Game 4, 2017 World Series

“Colon cancer is the second largest cause of cancer death in men and women combined, affecting people of all ages. Surgery is often an option for those patients whose cancer is caught early, but sadly, we have just a few lines of treatment for patients with advanced disease. The hope is that our research will one day develop better therapies for patients whose cancer is too advanced for surgery.” Nita Ahuja, M.D., and Nilo Azad, M.D. The State of the Fight: Colon Cancer. Stand up to Cancer. (Here’s some info on the drug they are testing: Griffiths, E. A., et al. "SGI-110: DNA methyltransferase inhibitor oncolytic." Drugs of the future 38.8 (2013): 535.

Eat more hotdogs.

The World Health Organizations classifies processed meat as a Group 1 carcinogen. "This category is used when there is sufficient evidence of carcinogenicity in humans. In other words, there is convincing evidence that the agent causes cancer. The evaluation is usually based on epidemiological studies showing the development of cancer in exposed humans.

In the case of processed meat, this classification is based on sufficient evidence from epidemiological studies that eating processed meat causes colorectal cancer."

Friday, March 28, 2014 Press Release from the National Hot Dog and Sausage Council"
WASHINGTON, D.C.-It's a love affair that has spanned generations and baseball fans will once again make hot dogs their number one choice at the ballparks this summer. The National Hot Dog and Sausage Council (NHDSC) estimates that fans will eat a whopping 21,357,316 hot dogs and 5,508,887 sausages during the 2014 Major League season, enough hot dogs to stretch from Dodger Stadium in Los Angeles to Wrigley Field in Chicago....

This year's total includes a new single season record for most hot dogs at one stadium as the Los Angeles Dodgers anticipate fans will consume 3,077,537 hot dogs, a jump of more than 800,000 hot dogs from last year. That is enough to round the bases at Dodger Stadium 4,274 times and based on last year's attendance, means if everyone had just one, 82 percent of fans at every Dodger home game will eat a hot dog.
Meanwhile, disease mongers define prevention as early diagnosis. Money can be made from studying a disease but not from pointing to an avoidable cause.
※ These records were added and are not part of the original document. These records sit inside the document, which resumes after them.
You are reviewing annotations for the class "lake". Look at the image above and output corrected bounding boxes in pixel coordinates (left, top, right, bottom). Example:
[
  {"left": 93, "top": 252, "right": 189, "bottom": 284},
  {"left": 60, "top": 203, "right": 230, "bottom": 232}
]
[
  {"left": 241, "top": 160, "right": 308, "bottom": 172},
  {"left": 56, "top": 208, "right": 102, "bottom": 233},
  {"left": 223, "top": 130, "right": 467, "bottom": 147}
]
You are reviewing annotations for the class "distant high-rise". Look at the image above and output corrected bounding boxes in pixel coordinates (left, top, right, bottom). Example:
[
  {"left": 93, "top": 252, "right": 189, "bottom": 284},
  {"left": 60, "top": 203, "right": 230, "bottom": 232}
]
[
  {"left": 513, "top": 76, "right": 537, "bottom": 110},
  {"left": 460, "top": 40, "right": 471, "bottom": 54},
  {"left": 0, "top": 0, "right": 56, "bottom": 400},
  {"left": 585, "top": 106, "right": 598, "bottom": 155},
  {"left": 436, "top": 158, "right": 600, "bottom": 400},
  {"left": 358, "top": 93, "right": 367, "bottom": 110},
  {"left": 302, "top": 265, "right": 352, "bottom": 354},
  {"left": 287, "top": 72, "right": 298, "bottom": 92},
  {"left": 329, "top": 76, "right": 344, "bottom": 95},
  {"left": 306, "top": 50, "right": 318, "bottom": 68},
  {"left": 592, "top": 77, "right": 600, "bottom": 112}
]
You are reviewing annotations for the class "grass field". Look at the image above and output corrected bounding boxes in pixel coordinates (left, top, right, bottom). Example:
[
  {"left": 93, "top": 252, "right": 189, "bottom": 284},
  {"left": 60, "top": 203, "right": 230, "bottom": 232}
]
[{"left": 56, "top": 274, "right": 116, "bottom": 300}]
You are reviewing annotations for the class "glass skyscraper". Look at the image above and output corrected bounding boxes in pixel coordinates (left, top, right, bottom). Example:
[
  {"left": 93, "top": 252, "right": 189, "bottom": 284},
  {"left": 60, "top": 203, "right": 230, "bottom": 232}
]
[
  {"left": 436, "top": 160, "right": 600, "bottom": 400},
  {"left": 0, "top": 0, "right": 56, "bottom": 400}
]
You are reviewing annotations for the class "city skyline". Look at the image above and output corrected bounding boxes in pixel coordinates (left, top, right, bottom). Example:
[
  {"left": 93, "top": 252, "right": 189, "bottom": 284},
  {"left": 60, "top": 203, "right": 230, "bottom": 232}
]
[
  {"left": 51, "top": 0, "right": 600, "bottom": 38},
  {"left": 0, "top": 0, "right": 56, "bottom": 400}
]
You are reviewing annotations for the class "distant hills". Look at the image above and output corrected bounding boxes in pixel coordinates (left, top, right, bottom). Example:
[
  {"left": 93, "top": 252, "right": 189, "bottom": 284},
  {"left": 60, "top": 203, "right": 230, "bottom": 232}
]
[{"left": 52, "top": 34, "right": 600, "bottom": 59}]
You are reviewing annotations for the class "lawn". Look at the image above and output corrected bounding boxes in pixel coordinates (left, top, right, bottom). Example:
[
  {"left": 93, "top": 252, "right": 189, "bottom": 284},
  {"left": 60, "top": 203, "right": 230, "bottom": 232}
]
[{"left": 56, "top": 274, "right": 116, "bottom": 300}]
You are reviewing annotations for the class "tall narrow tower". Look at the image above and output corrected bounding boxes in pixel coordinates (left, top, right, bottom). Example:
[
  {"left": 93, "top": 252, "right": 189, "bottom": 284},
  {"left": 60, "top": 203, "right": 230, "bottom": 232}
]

And there is enough money in "early detection" to motivate it's promotion. But there's not a dime in telling people to stop eating animals. There's no money in it for the pharmaceutical industry, the disease "charities," or the vivisectors and their universities. People can't be told to stop eating animals, the potential monetary costs to the meat industry are astronomical.

It's win-win for everyone but the people who get sick.